4/Self incrimination
In draft EBA Guideline 4.2.3, paragraph 52 (2) (h) and paragraph 52 (3) (j), it seems inappropriate that the entity should be required to report the shortcomings of its control system each year as well as the improvements to be made to remedy them. This mechanism could be similar to self-incrimination which could have consequences other than administrative sanctions. We would rather opt for a kind of “anonymous” reporting system which could help entities to feed a system of “warnings” or “experiences”.
5/AML Training
According to draft EBA Guideline 4.2.4, paragraphs 57-63, “the AML/CFT compliance officer should identify what specific training is needed according to the ML/TF risks to which the persons to whom the training is provided”.
And, “the AML/CFT compliance officer prepares and implements, in cooperation with the human resources department of the financial sector operator, an annual plan of training and education of staff”.
To recall that the proportionality principle applies also with regards to training, as provided in Article 46(1) of 4th AML Directive, BIPAR suggests that paragraphs 62 and 63 read as follows:
62. “The AML/CFT compliance officer should identify what specific training is needed according to the ML/TF risks to which the persons to whom the training is provided and according to the obliged entity’s risks, nature and size”.
63. “The AML/CFT compliance officer, where applicable, prepares and implements, in cooperation with the human resources department of the financial sector operator, an annual plan of training and education of staff”.
4. Do you have any comments on Guideline 4.3 ‘Organisation of the AML/CFT compliance function at group level’?
No comment.5. Do you have any comments on Guideline 4.4 ‘Review of the AML/CFT compliance function by competent authorities’?
Please also refer to our general comment above (see our answer under Q1). BIPAR believes the guidelines should explicitly provide for proportionate supervision.A “one size fits all” approach when exercising supervisory powers should be avoided. In terms of proportionality, the supervision of an entity should focus on the facts and not on the formalities. This needs also to be seen in conjunction with the risk-based approach and the proportionality principle that should be clearly reflected in the whole AML legal framework.
The business models of obliged entities and their exposure to ML/TF risks are very diverse depending on the sector within which they are carrying out their activities (e.g. banking services, insurance services, etc).

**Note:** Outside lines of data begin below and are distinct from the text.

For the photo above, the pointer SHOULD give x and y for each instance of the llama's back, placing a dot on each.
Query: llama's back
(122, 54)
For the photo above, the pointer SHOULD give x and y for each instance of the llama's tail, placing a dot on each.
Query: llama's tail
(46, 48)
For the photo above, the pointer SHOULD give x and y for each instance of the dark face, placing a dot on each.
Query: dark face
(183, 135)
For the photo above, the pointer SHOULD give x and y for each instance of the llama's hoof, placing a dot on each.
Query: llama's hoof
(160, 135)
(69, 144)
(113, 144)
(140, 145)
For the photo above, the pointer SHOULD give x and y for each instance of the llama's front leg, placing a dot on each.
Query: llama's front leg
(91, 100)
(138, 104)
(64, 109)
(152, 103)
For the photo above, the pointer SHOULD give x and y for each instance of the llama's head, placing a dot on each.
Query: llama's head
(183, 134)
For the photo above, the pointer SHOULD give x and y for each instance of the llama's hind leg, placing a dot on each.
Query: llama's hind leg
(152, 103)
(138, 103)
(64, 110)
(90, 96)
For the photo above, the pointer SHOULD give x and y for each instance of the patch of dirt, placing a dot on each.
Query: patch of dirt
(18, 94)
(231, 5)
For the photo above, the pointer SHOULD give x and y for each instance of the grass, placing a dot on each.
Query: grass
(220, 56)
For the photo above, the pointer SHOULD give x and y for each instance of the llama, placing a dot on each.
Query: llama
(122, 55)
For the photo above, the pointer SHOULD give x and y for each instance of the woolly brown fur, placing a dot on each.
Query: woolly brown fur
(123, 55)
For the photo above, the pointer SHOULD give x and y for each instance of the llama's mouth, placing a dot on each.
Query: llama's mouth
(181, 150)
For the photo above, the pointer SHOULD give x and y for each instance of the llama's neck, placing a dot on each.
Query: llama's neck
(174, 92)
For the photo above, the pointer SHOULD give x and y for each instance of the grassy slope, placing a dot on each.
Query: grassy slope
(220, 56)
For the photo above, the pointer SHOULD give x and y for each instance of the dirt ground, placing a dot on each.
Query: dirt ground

The diverse ML/TF risk exposure of each sector and operator and their place in the value chain should be always taken into account by the supervisors so that supervision focuses on the final objectives of the AML rules being to avoid ML.
BIPAR would like to highlight the importance of the role that the national competent authorities play since they can benefit from their understanding of their respective local market and the direct communication with the obliged entities established in their national market. BIPAR believes that the combat against ML is a joint combat of authorities and industry and that together can play an important role in creating awareness and give good “guidance” in order to avoid Money Laundering. Cooperation in this respect is as important as enforcement.